En ce début du XXI ème siècle, la question fondamentale qui nous hante est la suivante : quelles sont nos chances d’accéder à une société qui “produise de l’humain” et non plus seulement de la marchandise ? Tu reconnaîtras qu’elles sont bien minces, même si de ci de là la résistance s’organise. Encore faut-il mener les bonnes analyses et étudier les meilleures voies pour y parvenir. Car la destination, nous la connaissons. Elle nous est indiquée par le témoignage d’un authentique compagnon de René Char dans la Résistance : « Il est parfaitement détaché de l’argent et de tous les accessoires de notre société technicienne et consommatrice. Il est installé dans l’essentiel qui est la vie de l’esprit et du cœur, le mystère humain. Ses richesses sont les herbes, les oiseaux, le ciel, le vent, les animaux, les arbres parce qu’il les visite de tout son corps ou de ses mains et qu’il les fertilise de son esprit, ce sont aussi les échanges fraternels avec ceux qu’il aime » [11].
Bien à toi.
[1] Voir GR 1036, 1037 et 1038.
[2] GR 1031.
[3] « Si je sors, j’ai l’impression de ne voir que des destins tragiques, fracassés, je vois ça sur les visages des passants, des amis, comme des spectres. On vit un truc de dingue. Ne trouvant plus de sève, on devient comme des plantes folles. Au lieu d’être un chêne, on est du lierre ou des ronces dont on adopte les stratégies de survie » Jean-Louis Murat, compositeur- interprète.

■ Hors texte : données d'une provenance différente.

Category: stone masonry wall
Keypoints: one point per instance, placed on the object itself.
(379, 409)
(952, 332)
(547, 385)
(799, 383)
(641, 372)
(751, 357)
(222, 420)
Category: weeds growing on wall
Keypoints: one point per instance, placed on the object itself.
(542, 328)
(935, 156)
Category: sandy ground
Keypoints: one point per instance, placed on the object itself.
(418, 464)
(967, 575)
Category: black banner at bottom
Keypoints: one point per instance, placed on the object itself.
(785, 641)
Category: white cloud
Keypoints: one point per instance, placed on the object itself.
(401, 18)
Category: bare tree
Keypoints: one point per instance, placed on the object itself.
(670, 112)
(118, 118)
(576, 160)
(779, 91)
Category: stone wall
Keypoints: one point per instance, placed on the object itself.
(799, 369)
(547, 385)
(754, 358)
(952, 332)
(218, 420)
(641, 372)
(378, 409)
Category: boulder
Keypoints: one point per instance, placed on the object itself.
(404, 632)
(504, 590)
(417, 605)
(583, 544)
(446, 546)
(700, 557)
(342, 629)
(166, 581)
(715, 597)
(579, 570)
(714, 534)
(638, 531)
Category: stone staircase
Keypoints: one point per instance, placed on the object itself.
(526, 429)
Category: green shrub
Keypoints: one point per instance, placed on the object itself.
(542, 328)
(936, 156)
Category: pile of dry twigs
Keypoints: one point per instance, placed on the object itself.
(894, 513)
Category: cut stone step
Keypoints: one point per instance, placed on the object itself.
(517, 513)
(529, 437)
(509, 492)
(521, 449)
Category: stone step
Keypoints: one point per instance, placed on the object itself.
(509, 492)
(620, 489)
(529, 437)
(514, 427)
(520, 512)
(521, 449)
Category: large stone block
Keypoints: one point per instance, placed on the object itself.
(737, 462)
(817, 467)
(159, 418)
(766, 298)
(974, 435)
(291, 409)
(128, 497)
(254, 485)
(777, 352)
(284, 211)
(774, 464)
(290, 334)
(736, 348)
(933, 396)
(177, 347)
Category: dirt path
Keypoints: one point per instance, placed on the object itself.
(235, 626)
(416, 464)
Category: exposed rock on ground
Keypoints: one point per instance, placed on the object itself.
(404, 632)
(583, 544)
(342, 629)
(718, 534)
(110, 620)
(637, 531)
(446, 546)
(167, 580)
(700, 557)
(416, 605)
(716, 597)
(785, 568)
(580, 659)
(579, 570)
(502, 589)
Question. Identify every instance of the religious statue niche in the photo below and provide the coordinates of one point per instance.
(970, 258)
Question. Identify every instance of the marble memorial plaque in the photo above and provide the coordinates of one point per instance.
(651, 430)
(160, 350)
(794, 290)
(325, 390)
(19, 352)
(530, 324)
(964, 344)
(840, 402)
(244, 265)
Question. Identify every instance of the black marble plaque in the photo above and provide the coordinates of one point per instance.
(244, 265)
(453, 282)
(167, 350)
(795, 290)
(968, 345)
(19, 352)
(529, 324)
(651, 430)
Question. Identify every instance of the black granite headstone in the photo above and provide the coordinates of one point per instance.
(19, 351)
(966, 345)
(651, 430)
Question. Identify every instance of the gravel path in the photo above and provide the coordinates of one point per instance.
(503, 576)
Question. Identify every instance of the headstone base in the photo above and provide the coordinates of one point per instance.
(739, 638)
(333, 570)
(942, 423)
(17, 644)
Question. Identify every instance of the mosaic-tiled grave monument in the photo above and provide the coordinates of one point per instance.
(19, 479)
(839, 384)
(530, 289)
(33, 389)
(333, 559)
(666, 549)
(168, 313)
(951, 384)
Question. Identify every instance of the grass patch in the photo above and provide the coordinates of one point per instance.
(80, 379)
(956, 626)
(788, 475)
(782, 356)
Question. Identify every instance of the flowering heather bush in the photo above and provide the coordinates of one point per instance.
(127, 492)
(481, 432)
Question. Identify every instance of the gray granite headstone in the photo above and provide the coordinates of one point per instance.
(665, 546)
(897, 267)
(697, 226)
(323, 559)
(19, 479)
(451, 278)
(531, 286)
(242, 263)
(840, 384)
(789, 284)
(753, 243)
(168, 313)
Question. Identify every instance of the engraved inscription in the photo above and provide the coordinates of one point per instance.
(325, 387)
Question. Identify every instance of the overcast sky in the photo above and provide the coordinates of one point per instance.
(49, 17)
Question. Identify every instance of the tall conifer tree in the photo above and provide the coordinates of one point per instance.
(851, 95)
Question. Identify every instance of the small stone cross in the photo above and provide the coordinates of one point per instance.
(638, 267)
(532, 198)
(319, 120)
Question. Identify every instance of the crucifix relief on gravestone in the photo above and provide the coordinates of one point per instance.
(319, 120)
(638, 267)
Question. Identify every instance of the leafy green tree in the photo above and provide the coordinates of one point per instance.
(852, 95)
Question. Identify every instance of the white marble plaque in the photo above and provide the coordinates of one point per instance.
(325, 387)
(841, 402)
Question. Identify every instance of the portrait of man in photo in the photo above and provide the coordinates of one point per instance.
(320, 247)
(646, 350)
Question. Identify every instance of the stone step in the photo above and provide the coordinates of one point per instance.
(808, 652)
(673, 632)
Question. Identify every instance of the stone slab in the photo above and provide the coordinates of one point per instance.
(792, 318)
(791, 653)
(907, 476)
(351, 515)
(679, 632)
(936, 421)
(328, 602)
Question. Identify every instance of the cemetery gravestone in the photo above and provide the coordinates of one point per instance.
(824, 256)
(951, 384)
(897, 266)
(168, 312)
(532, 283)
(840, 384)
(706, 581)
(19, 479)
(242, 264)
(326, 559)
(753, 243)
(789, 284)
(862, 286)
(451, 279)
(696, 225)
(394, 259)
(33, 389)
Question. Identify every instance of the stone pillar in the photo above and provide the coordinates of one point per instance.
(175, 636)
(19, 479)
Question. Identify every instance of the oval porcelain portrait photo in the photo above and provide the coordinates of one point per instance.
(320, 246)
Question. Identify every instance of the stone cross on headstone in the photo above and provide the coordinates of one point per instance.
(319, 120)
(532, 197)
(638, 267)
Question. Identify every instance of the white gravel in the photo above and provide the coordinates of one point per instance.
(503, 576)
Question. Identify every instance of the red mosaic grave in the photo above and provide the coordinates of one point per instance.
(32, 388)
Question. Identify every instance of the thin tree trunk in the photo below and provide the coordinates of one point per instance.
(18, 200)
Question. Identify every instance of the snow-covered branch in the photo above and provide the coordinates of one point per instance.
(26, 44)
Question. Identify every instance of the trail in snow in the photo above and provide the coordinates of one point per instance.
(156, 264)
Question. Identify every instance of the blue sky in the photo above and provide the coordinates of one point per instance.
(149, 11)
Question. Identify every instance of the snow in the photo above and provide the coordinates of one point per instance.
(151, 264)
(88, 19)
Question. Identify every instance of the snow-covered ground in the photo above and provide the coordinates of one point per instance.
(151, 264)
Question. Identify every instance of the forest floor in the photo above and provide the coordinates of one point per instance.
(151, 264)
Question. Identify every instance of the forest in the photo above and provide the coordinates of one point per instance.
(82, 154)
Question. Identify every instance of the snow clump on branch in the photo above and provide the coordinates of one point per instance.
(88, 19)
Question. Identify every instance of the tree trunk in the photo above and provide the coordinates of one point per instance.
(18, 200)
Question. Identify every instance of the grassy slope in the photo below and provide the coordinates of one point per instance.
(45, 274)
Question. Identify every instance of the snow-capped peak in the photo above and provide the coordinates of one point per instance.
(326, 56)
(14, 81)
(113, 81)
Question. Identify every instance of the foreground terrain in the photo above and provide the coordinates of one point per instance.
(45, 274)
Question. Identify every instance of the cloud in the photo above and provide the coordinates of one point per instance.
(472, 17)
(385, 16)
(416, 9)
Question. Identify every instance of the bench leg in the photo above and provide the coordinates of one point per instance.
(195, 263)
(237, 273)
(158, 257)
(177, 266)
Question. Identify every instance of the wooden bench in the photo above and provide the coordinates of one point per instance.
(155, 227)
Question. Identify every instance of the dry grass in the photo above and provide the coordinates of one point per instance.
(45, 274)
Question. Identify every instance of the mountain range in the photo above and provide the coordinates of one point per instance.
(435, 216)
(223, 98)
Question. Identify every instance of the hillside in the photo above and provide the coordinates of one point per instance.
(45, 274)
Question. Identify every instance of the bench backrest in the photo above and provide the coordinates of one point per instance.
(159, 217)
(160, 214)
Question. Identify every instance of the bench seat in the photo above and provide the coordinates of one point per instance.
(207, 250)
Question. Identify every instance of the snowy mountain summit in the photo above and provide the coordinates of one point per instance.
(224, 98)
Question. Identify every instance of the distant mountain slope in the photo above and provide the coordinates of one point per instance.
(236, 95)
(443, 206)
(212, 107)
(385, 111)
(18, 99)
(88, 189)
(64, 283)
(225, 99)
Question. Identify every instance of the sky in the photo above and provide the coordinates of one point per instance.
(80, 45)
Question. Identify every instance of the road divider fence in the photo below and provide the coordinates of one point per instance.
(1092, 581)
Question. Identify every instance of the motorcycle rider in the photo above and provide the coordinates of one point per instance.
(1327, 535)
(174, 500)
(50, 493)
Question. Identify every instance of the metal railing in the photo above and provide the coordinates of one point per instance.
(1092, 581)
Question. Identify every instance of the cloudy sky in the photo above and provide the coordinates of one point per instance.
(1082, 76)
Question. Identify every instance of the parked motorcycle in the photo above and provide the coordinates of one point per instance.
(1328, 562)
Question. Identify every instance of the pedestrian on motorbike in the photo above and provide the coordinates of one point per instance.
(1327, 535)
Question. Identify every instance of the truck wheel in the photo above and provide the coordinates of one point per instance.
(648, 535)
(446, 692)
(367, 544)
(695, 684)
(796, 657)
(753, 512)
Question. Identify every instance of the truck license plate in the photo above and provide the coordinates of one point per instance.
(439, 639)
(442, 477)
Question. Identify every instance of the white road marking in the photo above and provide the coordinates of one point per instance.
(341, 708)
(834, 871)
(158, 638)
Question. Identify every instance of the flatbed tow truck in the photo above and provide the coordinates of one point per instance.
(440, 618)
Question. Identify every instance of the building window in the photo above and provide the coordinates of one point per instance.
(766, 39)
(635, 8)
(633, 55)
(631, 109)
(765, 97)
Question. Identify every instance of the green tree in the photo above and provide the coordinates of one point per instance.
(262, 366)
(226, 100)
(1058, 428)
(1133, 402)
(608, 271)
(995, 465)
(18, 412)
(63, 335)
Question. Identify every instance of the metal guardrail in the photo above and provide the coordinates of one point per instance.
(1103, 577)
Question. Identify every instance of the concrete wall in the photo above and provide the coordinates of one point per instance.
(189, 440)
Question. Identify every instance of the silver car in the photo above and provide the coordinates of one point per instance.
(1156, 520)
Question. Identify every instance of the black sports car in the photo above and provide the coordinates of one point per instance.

[4] John Maynard Keynes : Théorie générale de l’emploi, de l’intérêt et de la monnaie. 1936.
[5] René Char. Feuillets d’Hypnos 1943-1944.
[6] Le piège de la mondialisation H.P.Martin et H. Schumann. éd. Solin-Actes Sud. 1997.
[7] GR 1036, 1037 et 1038.
[8] Voir ci-dessus, p. 11 et relire les articles de M-L Duboin dans GR 1034 et 1035,et de C Eckert, dans GR 1040.
[9] Patrick Viveret. Reconsidérer la richesse, éd. de l’Aube.
[10] citons Les Sublimes, GR 1031 : « l’essentiel des activités créatives se coule aujourd’hui soit dans des organisations par projets, soit dans des formes mixtes greffant sur une organisation permanente une multitude de liens contractuels… ». Bien entendu, les projets que nous évoquons n’ont rien à voir avec les projets d’entreprise mis en place actuellement par le gouvernement.
[11] René Char. éd. La Pleiade. G.L.Roux témoigne de l’homme René Char.